刚启动,我一听声音不对,就过去拉他,却被他手中不整齐的稻谷卷进了机器。
明明他只要等我关停机器,我不会出事。
他偏偏挡住了机器的关停,被我推开后摔到地上,几近昏厥。
冯江红和冯一青齐齐冲到他跟前。
冯江红无视我的呼救,开口指责,“你干什么,知道连海哥身子弱,你还大力撞他”。
冯一青则招呼地里干活的人一起将连海抱上队里唯一一辆车,紧急送医。
要是我忍着疼痛、扭着身体将机器关停,我怕是整个手臂都没了。
父亲的战友刘叔急得团团转,却只找来了牛车,拉着我赶去卫生所。
而当冯江红看到我混身的泥土和血迹,没有丝毫的担忧和心疼。
反而嫌弃地别过脸,“怎么弄得这么脏,你等一会儿,连海哥还在检查”。
冯一青则看都没看我,站在检查室外面焦急地等着。
我那时早已痛到麻木,说不出话,也是刘叔找来了护士,帮我安排了紧急手术。
然而,我还是失去了一根手指。
而这个代价她们却认为很值得。
“一根手指换个供销社的名额,挺值的,不然花钱也未必能找到门路!”
“连川也不耽误干活,海哥也有了着落,连妈妈这养老可有盼头了!”
可真有盼头。
反正失去手指的是我,没了供销社名额的也是我。
现在,她们也都站在连海那边,“海哥,我爸把生产队的车开过来了,我们送你回去”。
她们离开前,嘱咐了一句,“连川,你回去把猪圈加固一下,一只手也能干活,别想着偷懒”。
连海整日不干活她们只说是诗人情怀,而我养伤就是偷懒。
这次受伤终于让我明白,我在她们眼里,连我哥的一根头发都比不上,勉强算个能使唤干活的狗腿子。
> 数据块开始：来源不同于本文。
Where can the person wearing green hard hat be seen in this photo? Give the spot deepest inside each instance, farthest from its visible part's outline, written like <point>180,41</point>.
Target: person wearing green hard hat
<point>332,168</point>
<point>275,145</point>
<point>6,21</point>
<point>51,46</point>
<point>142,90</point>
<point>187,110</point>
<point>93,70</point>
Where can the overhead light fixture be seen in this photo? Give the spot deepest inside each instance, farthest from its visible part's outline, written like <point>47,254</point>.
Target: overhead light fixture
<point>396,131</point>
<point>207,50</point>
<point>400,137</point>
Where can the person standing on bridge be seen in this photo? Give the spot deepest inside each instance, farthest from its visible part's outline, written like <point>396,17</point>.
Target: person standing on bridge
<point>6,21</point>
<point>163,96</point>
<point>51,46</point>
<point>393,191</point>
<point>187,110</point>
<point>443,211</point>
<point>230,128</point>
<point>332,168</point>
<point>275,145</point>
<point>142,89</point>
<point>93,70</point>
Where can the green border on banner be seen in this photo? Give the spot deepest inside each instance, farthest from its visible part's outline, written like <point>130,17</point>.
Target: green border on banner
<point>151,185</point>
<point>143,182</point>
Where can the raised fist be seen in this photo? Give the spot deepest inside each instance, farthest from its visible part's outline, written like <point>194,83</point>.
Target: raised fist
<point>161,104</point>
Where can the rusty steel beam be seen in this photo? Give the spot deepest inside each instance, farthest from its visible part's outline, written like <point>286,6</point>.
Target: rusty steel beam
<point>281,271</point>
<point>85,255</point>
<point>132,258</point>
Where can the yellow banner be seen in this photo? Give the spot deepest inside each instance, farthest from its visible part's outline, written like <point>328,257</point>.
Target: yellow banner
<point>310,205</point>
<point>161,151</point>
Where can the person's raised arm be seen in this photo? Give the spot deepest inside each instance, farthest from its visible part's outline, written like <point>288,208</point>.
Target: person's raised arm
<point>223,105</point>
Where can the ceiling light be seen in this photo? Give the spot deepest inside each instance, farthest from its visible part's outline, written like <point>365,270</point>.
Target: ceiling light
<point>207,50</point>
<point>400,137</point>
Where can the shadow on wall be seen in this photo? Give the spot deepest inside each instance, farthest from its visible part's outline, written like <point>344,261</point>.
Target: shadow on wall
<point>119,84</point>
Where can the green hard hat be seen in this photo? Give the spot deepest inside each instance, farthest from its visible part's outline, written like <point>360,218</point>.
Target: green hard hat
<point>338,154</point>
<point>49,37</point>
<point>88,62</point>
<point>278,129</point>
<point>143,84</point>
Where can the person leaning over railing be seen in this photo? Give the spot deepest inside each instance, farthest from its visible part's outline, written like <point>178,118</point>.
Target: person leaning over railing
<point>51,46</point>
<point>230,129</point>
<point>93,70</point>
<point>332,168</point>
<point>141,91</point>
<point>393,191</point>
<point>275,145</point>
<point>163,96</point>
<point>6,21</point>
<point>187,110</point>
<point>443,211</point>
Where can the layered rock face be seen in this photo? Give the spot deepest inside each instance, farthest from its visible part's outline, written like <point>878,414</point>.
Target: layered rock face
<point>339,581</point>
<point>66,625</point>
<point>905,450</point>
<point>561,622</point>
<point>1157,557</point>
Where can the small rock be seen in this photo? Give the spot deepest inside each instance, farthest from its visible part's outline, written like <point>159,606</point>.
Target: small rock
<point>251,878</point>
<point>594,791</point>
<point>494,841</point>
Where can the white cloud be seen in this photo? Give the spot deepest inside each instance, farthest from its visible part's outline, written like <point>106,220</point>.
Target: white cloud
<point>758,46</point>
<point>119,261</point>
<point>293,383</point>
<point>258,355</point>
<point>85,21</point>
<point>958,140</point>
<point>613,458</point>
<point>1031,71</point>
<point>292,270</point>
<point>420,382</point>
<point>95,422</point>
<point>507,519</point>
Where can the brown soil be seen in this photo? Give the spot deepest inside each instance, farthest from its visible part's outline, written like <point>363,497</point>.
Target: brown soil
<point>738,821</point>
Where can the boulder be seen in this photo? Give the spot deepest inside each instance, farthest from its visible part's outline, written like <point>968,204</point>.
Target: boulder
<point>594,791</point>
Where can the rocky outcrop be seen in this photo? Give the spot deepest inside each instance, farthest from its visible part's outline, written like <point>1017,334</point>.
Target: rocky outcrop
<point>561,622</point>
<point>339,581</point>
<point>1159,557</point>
不过,不重要了,在哪里干活都一样,我宁愿去开垦北荒。
我回到家,想着先把与两青梅家的定亲取消,
但压箱底的木盒子却是空的。
里面本该放着一枚老玉镯,作为我和冯家定亲的信物。
作为交换,我送了我父亲留下的怀表。
那只怀表是我爸留给我的唯一一件遗物。
我正继续翻箱倒柜,院里却忽然热闹起来,冯江红和冯一青搀着连海进来了。
连海换了一身新衣服,是之前她俩承诺给我做的那一身。
布料还是她俩拉着我选的。
他胸口别着一块金色的怀表,看起来闪闪发亮。
我心下感觉不好,开口质问,“我床底那个木盒子怎么空了,那可是定亲信物!”
冯江红轻蔑地扫了我一眼,“你少了一根手指,终究还是残缺,咱两家结亲的事先算了,阿姨主动把玉镯子送回来了”。
“那我爸怀表呢,去哪了?”我急得要去扯连海的衣服。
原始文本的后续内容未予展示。